So I’m looking through Amazon’s Kindle Christian fiction today, to try and check out upcoming novels for my review site Sword Cross Rocket. I have everything arranged by publication date, in order to catch new books on pre-order. Usually I sort further, going into the fantasy and futuristic categories, but today I didn’t and stayed within the Christian fiction category.
I probably should have sorted further.
In Twenty Pages of books I counted maybe three spec books. Three! One was a pre-order for Patrick Carr’s third book, one was a pre-order for Ann Elizabeth Stengl’s new book, and one was a spiritual warfare book with a cover that had a shirtless guy on it. Three books. Let me tell you what I did find:
- Biblical fiction
- Amish fiction
- Romance, and tons of it
- Mystery and suspense
- some historical
…all obviously targeted to women.
I don’t mean targeted to women in a general sense, where I’d still pick it up. I mean full-on, “we don’t expect men to read it” targeted. Pastel covers, chick-flick portraits, shirtless guys, Love Inspired, and what have you.

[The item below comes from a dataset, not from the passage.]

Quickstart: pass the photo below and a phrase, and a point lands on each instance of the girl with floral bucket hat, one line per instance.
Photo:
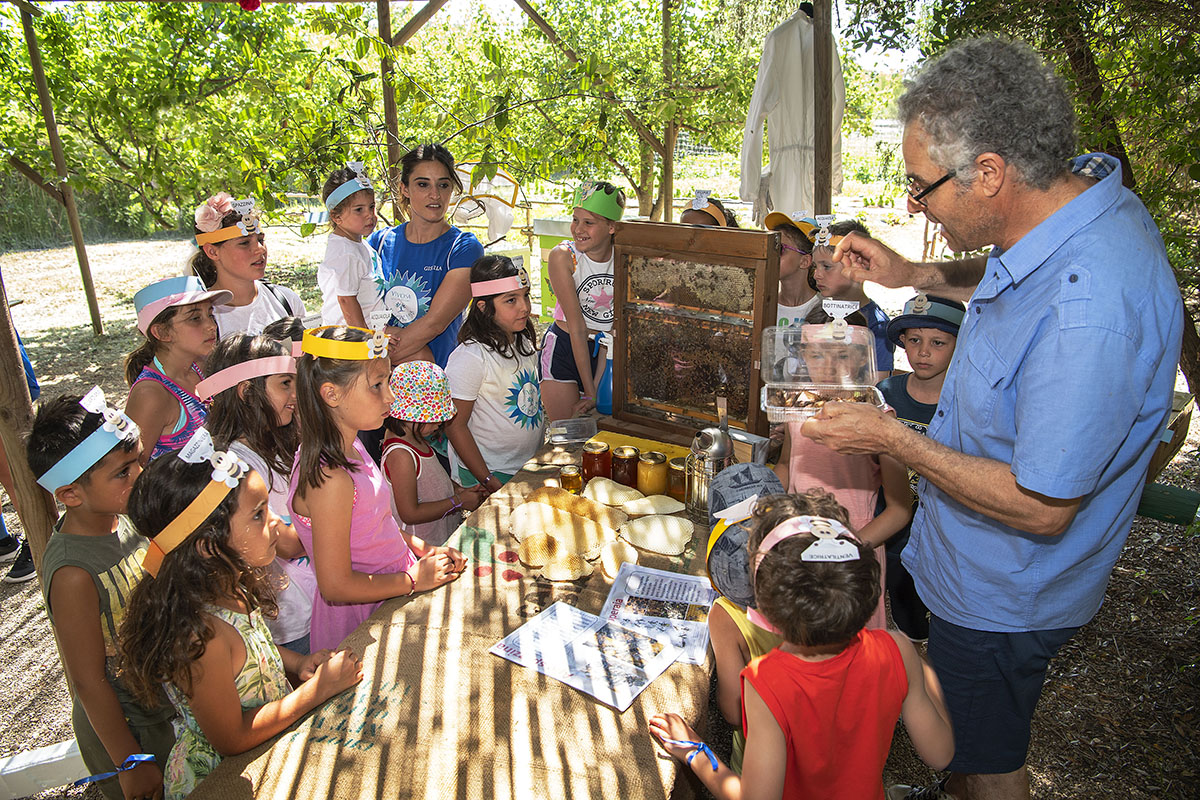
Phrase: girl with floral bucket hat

These twenty pages covered pre-orders till late 2014 down until the present day. If I go to the equivalent time-frame for Christian fantasy (futuristic is useless as a category because you find the same results in both) I still get those three books. In fact, if it weren’t for pure self-published books (not always net small presses) we’d see little to nothing at all.
This sucks, to put it mildly.
Oh, I can find people telling me how “christian” Doctor Who is, despite it not being anything of the sort. And I can find meaning in secular works if I look, which is what I do on this site with anime.
But it’s not enough.
You need an organic, open Christian culture. You have three choices right now if you are a geeky Christian guy;
- Let the world be your babysitter, and try and sift nuggets of meaning out of mud.
- Sort through what essentially is a talented amateur culture, hoping that some day you can go into a Christian bookstore and actually buy something.
- Become…well, a woman. Develop feminine tastes in reading.
This isn’t just specfic. Movies? Good luck there, cowboy. Music? You have to dig deep to find bands that go beyond the worship-indie CCM sound. Comics? Very few that aren’t retelling Bible stories. If you’re artistic or cultural and have a Y chromosome, the CBA would kindly ask you to read these books on theology and being a better dad please. They might as well hit you with a stick and yell “We don’t need you! Go play video games or something!”
That’s what guys are doing. It’s sad. For the longest time, Christians used to argue that it was unhealthy to consume too much of the world’s culture. Books pointing out the various satanic or New Age references in secular things made money hand over foot. That they were hamhanded and wrong no one seemed to care. But even if that’s faded some, it’s odd that we’re even more likely to leave people to the world unless they fit a very narrow profile. You can’t simply complain about the world all the time and yet offer little to no alternative.
The sad thing is that normal people can only change this so much. To a point, the people in positions of money and power need to do so. Artists can’t always drive this revolution; publishers and backers are the ones creating the policies by controlling the capital, and you can only work outside the system so much.
One day though, one day. I keep hoping. But little observations like this aren’t all that cheering.